A different cashier rang me through this time, and even though everyone is always in a rush to get in and out, in the middle of the transaction, she just stopped typing on the register. She took a minute and thanked me for correcting the gentleman's behaviour (which surprised me), because apparently, it happens a lot, and if the cashiers always tell them to pack it up and stop acting bratty, as they would like to, they get hassled because these are customers who come in all the time, and are grouchy, and have too much time on their hands. They're old. They have nothing better to do.
They'll readily talk smack to a cashier who doesn't let them have their way, but if a tall, broad, (potentially) mad-looking ghost girl such as myself were to speak up, they might straighten up and fly right, because they don't know whether or not my culture raised me to respect my elders. This paleness could be put to use for good.
This particular cashier wasn't around for the GWEI situation (it has a name!), but probably heard about it from her coworkers, and her thanks reassured me. I promised to do something if it happened again, and she was happy. Whew!
I hope this post didn't make it sound like a lunatic who has a problem specifically with Chinese people, because that's untrue.
What is true, is that I have a problem with outdated patriarchal traditions that laud offspring for something they were born into, rather than anything they did, parents having abortions when they find out that their babies are girls, communities that will cast out people born into definitive social classes, as well as racists who look down on other people, and unfortunately, they are in many countries, and speak many languages.
As a human being who believes in basic courtesy, and a feminist, this kind of stuff breaks my heart and steels my nerves.
I will never really be accepted by the Chinese side of my family.
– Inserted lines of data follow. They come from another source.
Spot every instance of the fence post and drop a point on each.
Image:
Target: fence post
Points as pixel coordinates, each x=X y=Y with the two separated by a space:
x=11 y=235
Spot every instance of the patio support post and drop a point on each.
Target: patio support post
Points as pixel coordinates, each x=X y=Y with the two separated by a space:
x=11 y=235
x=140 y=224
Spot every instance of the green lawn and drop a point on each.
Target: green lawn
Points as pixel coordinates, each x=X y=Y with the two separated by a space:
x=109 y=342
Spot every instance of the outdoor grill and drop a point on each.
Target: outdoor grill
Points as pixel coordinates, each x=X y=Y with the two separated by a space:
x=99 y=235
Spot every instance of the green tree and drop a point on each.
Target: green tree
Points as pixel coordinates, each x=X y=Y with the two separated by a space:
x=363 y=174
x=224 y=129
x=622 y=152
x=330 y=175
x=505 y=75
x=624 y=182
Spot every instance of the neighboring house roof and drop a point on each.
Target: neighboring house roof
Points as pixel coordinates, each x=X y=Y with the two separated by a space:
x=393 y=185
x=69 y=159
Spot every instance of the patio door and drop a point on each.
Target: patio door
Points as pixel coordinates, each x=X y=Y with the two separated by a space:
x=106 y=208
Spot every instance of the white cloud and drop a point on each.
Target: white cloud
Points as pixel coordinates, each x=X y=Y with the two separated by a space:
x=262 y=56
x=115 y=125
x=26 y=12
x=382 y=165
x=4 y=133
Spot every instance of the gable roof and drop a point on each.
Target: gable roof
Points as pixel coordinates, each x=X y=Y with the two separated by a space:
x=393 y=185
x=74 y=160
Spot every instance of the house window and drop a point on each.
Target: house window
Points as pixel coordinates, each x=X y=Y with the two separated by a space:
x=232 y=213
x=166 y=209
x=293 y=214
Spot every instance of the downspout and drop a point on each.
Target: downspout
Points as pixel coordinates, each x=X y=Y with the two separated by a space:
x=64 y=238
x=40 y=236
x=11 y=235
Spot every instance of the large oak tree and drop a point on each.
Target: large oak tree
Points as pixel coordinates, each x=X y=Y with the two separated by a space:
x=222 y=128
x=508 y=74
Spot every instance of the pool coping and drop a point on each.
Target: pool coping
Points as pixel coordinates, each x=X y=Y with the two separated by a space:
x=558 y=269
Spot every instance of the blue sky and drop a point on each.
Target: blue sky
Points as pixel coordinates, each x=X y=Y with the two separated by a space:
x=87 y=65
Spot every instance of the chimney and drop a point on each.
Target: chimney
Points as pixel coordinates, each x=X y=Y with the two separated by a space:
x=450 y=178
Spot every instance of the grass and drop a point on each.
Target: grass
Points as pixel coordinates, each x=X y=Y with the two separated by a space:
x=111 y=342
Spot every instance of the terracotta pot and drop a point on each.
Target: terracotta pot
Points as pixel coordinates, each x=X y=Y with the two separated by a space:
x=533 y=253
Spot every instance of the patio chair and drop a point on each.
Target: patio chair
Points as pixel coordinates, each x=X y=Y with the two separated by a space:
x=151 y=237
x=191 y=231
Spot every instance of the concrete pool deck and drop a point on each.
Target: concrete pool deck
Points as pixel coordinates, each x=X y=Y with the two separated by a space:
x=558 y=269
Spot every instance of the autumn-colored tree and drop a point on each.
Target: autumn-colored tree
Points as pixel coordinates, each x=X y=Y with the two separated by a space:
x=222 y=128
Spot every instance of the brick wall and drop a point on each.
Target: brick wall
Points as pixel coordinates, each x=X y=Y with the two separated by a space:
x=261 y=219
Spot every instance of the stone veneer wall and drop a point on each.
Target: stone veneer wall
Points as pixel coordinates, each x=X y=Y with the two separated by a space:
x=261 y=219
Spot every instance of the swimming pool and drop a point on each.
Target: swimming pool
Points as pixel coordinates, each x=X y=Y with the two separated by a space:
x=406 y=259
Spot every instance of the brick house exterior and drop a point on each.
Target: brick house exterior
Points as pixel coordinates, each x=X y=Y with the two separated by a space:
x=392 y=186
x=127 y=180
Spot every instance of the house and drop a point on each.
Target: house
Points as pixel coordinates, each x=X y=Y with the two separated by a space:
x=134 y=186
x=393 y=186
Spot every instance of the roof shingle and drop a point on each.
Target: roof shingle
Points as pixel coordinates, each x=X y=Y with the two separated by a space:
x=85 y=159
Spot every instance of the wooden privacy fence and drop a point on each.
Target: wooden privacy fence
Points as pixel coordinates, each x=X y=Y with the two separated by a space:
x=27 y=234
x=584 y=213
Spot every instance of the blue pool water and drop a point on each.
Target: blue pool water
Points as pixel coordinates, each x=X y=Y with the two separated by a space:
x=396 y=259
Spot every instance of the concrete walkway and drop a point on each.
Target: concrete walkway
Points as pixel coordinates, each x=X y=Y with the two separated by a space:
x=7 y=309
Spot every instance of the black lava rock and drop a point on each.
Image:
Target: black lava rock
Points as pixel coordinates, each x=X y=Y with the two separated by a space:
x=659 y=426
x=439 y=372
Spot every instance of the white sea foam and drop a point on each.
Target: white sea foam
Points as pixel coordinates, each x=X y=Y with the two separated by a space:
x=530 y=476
Their loss.
In my younger days, I thought that some of them were mean to me because they were jerks, plain and simple, but think now it may have been because shunning someone, even if they were a defenseless child, made them feel better about themselves.
It makes me feel like a bastard.
My name is not Jon Snow, but White Ghost isn't too far off.
So my recipe for this post was an Asian mash-up, where I would pluck ingredients from many lands and bring them together, because sticking to doing things the way they're always done gets boring.
I wanted to make something that appreciates its roots and at the same time, ignores the boundaries and structure of tradition.
In my anger, I tried to create beauty and unity.
The stir-fry bowl grew taller and taller, with every delicious ingredient that couldn't be left out.
It was The Tower Of Babel of noodle dishes, with every contribution adding special purpose.
Whether people like it or not, we're different, but all the same somehow, and the gap is closing.
Live long and prosper, as one of my friends translated.
It's a new year, and a tidal wave of change is long overdue.